[Tuğkan-Ele Layık]
***
"Serra, hadi kalk."
İşittiğim sesin hemen ardından belimden yavaş bir şekilde dürtülünce gözlerimi istemeyerek de olsa açtım. O esnada omzunda yattığım Bahadır, "Şükür." diye mırıldandı. Uykudan uyandırılmış olmanın verdiği agresiflik yüzünden kaşlarım çatılırken "Aman ya!" diye söylendim ve başımı omzundan kaldırdım.
Rahat bir omzu vardı.
"Herkes gitti. Yarım saatten beri seni uyandırmaya çalışıyoruz."
"Abart." diyerek önüme döndüm ve bir elimi gözümü ovuşturmak için kaldırdım. O esnada kirpiklerimde rimel olduğunu hatırlamam kaldırdığım eli indirmeme sebep oldu.
Uykulu bakışlarım etrafta dolaştırmaya başladığım esnada annem ve babamın burada olmadığını fark ettim. "Neredeler?" diye sordum ardından. "Yani annem ve babam."
"Sanırım hesabı ödeyeceklerdi."
"Anladım." diye mırıldandıktan sonra oturduğum yerden kalktım ve sandalyede asılı olan ceketimi alıp giydim. Bahadır da kendi ceketini giydikten sonra ona doğru bir iki adım attım. "Biz inelim, onlar gelir." Beni onaylayıp kolunu bana doğru uzattığında sorarcasına baktım. Annem ve babamın burada olmadığını göz önüne alırsak yakın davranmamızı gerektiren bir durum yoktu.
"Sevgiliyiz ya hani." dedi imayla. "Ondan."
"Ailem burada değil ki."
"Olsun." dedi. "Ne olur ne olmaz."
"Peki." derken ona doğru bir iki adım attım ve koluna girdim. Adımlarımızı merdivenlere doğru yönlendirirken de "Bu akşam omzunu biraz işgal ettim." diyerek ona baktım. Omuz silkti. "Sorun değil." dedi ardından.
"Ben uyuyunca daha çok sıkılmışsındır."
"Hayır." dedi hiç düşünmeden. "Telefonumu çıkarıp masanın altından oyun oynadım. Ara sıra soru soran insanları ise evet veya hayır diyerek geçiştirdim. Zevkliydi."
"Bak sen." dedim alayla. "İyi ki uyumuşum o zaman."
"Omzumun uyuştuğunu saymazsak eğer evet, iyi ki uyumuşsun."

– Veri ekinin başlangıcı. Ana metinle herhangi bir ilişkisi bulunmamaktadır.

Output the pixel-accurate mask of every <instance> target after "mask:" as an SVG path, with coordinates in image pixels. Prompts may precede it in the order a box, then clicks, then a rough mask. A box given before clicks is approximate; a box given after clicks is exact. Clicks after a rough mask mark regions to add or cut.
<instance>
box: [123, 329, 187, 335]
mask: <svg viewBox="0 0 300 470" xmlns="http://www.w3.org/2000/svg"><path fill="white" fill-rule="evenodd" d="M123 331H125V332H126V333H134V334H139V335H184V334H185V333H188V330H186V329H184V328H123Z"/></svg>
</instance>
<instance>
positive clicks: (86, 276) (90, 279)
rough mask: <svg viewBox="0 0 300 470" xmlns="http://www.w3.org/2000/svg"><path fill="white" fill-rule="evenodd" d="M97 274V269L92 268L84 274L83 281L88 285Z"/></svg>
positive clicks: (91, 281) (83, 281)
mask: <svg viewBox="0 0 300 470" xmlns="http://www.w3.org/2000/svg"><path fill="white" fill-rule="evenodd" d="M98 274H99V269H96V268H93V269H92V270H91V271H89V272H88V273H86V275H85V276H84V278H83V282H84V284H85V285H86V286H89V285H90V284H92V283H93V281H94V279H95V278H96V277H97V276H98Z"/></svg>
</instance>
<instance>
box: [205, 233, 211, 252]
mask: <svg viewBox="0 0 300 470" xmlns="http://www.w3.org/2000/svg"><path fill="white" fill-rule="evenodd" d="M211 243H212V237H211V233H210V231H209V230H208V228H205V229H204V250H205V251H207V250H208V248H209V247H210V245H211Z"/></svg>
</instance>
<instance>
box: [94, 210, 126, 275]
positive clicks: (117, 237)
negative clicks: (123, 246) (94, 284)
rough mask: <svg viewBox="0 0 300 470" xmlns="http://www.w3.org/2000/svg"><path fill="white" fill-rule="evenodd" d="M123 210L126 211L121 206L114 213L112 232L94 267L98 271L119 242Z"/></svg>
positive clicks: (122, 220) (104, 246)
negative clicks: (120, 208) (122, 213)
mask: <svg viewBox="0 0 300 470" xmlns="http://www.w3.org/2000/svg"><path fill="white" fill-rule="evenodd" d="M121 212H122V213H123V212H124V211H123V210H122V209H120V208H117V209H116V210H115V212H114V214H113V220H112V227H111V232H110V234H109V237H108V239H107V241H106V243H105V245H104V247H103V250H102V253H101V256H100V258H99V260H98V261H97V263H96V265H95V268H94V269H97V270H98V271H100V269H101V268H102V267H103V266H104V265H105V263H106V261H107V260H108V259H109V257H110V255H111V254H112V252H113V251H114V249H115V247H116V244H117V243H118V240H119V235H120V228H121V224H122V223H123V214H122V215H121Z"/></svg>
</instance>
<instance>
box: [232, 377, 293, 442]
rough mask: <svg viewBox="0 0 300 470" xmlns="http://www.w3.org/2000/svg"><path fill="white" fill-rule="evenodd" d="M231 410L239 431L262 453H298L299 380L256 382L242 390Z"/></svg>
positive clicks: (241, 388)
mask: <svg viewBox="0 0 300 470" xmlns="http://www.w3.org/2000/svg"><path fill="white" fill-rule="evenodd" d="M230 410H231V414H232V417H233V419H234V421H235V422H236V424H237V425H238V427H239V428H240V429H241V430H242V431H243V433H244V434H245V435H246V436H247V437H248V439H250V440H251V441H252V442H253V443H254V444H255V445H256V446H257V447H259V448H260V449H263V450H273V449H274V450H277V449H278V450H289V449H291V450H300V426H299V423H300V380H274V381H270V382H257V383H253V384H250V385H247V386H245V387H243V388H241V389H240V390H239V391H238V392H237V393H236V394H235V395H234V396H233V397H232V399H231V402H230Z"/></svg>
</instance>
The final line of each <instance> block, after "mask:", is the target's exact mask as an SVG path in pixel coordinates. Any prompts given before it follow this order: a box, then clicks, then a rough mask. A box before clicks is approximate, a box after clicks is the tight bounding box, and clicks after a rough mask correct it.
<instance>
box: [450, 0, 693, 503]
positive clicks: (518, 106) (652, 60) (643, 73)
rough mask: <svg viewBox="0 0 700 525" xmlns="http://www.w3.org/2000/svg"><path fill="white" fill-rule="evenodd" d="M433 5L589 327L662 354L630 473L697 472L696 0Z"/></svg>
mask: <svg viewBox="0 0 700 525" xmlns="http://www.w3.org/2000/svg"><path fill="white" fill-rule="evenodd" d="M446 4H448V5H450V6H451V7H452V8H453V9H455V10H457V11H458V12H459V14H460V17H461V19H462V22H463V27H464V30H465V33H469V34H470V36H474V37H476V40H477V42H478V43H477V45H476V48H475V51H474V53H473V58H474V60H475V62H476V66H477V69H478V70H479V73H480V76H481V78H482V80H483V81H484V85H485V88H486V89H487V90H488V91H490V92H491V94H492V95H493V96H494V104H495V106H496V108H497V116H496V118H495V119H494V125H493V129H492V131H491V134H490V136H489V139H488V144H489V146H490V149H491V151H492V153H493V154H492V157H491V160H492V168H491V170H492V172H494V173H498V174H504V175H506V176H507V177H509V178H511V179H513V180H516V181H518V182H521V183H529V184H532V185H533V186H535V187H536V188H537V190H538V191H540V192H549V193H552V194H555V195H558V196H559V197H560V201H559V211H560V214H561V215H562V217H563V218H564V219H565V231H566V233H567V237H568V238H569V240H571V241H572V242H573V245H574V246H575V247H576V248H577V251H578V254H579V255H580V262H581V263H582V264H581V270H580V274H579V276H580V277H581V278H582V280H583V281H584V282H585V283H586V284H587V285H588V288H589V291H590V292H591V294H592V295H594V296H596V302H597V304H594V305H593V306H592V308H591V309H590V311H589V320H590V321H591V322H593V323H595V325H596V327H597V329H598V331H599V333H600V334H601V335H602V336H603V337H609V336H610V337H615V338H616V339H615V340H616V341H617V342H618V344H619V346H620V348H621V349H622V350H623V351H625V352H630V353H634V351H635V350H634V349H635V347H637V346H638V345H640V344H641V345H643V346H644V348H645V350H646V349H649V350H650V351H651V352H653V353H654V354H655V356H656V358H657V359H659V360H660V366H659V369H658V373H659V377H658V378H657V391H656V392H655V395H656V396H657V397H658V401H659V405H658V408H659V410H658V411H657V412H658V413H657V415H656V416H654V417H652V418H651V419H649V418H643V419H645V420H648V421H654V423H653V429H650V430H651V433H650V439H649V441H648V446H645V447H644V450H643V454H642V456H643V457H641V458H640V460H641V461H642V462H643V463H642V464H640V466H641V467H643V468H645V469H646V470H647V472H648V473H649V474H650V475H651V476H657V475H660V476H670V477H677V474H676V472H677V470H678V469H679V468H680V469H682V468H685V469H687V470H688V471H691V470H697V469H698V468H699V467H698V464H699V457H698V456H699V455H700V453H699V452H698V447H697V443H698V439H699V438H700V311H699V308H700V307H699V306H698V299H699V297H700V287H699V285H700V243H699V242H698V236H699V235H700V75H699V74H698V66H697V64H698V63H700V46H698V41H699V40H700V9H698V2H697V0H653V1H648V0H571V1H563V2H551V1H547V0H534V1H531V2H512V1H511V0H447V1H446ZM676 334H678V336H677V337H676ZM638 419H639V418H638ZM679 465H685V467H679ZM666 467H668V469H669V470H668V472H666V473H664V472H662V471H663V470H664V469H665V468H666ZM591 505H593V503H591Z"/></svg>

Kaşlarım havalanırken "Sorun değil falan diyorsun ama omzunun uyuştuğunu da dile getirmekten çekinmiyorsun." dedim.
"O kadarcık olsun."
Merdivenlerin son basamağından da indikten sonra dışarı çıktık. Arabanın çalışır hâlde olduğunu görünce de arka tarafa doğru yönelip arabaya bindik. Biner binmez üzerimdeki ceketi çıkarıp yanıma koymuş ve çantamın içinden lastik toka çıkarmıştım. Hava soğuk olmasına rağmen ensem yanmıştı sanki.
Saçlarımı ellerimle topladıktan sonra kuyruğu gelişigüzel döndürüp lastikle dağınık bir topuz yaptım. O esnada babam arabanın aynasından bana bakıp sahte bir kızgınlıkla konuştu.
"Kızım, sen buraya uyumaya mı geldin?"
"Bir yere zorla gelince böyle oluyormuş." dedim alayla. Güldü. O da biliyordu ortamın sıkıcı olduğunu. Bu yüzden bir şey demiyordu. "Bu arada." diye mırıldanırken de Bahadır'a döndü. Eş zamanlı olarak ben de Bahadır'a dönünce göz göze geldik. Aceleci bir tavırla bakışlarını benden çekip babama döndüğünde dudaklarımı birbirine bastırdım ve başımı usulca öne eğdim.
Yaklandığı an utanmıştı sanki.
"Davetimi geri çevirmeyip geldiğin için teşekkür ederim oğlum. Her ne kadar Serra uyusa da güzel bir akşamdı."